The proseminar topic for FA22 will be on some seemingly interrelated topics in epistemology: facts, certainty, and explanation. On both inflationary compositional and deflationary propositional conceptions, facts are presumably the objects of knowledge: when we come to know what is the case, what we know are the facts of the matter at hand. But if taken to be true propositions, facts will also be well-suited to support an epistemic conception of explanation that takes them to serve as either explananda and explanantia and to aim at scientific knowledge in so doing. A sticking point, however, is the concept of ‘brute’ facts, which are facts that have no explanation. As explananda, brute facts are explanatory inert. Yet, according to the principle of sufficient reason, everything must have a reason or an explanation; and so no facts are brute—no explananda are brute facts. As explanantia, brute facts appear to be as fundamental as it gets. Yet, it’s unclear how to distinguish between facts that do, and facts that do not, admit of explanation, and unclear what the evidence would be for or against the existence of such dullards. The development of routine and dependable ways of knowing which facts are brute—that is, being able to reliably count on knowing that some things are inexplicably the case, and which things those are—might stir up a sense of certainty, which skeptics aim to disrupt through methods of doubt. Does this certainty originate from brute factivity? In a relatively new trend, so-called ‘hinge epistemology’ supposes there to be a class of entities upon which ‘swings’ the formation and evaluation of our cognitive states. Deploying the concept hinge is also said to provide a powerful response to skepticism and radical fallibilism—whether academic (e.g., Arcesilaus, Carneades), Pyrrhonian (e.g., Sextus Empiricus), or pre- (e.g., Sanches) or post-Cartesian (e.g., Popper, Næss). Appealing to the factivity of epistemological hinges might explain the power of this response to skepticism; and hinges do sometimes seem to have some of the features of brute facts. However, these posits are often construed as merely pragmatic commitments or presuppositions, that is, brute non-facts.

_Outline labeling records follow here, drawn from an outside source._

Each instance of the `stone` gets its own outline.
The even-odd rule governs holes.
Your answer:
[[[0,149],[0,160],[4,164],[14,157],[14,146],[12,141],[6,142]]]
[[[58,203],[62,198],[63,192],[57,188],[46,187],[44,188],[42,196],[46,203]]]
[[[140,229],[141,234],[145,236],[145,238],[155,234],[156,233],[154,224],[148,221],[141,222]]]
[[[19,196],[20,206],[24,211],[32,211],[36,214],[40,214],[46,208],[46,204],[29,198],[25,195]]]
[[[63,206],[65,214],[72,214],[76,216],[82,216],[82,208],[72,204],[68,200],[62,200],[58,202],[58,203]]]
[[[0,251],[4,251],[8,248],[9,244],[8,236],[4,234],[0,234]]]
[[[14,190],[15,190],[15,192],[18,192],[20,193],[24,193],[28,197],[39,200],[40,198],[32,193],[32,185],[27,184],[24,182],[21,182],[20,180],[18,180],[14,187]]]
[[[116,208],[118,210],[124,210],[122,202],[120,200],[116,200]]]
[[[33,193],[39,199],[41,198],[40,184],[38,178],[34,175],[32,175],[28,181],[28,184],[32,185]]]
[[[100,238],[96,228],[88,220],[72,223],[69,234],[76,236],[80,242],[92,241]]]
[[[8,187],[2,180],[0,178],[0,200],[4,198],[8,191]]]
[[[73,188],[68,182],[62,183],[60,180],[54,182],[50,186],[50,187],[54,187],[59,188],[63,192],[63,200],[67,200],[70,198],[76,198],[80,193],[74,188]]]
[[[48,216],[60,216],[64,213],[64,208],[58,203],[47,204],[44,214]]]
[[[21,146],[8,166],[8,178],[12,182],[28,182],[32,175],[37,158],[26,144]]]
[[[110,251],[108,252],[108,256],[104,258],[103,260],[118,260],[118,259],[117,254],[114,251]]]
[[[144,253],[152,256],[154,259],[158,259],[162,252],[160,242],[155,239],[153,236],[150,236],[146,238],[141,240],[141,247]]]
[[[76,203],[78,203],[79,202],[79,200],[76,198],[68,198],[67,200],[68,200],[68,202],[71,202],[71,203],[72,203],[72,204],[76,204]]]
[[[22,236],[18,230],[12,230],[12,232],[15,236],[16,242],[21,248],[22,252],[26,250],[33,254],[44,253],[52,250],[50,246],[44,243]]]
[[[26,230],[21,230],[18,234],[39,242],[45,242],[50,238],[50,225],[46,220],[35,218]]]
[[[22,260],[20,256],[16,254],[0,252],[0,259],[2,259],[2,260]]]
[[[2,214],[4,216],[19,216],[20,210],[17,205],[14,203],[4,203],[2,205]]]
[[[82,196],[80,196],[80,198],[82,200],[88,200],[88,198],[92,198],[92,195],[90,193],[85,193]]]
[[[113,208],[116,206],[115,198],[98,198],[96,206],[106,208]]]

Consequently, it is unclear what roles epistemologists who are focused on the grounds of certainty and doubt should assign to brute and non-brute facts and non-facts.

Course Readings:

  • Ludwig Wittgenstein (1969), On Certainty. Harper Torchbooks.
  • Arianna Betti (2015), Against Facts. MIT Press.
  • Annalisa Coliva & Danièle Moyal-Sharrock (2017), [selections from] Hinge Epistemology. Brill.
  • Elly Vintiadis & Constantinos Mekios (eds.) (2018), [selections from] Brute Facts. Oxford University Press.
  • Kostas Kampourakis, Kevin McCain (2019), Uncertainty: How It Makes Science Advance. Oxford University Press.

Various other readings from Gertrude Anscombe, Eric Barnes, John Heil, Hud Hudson, Kevin Mulligan, Duncan Pritchard, Wesley Salmon, Ned Markosian, and others.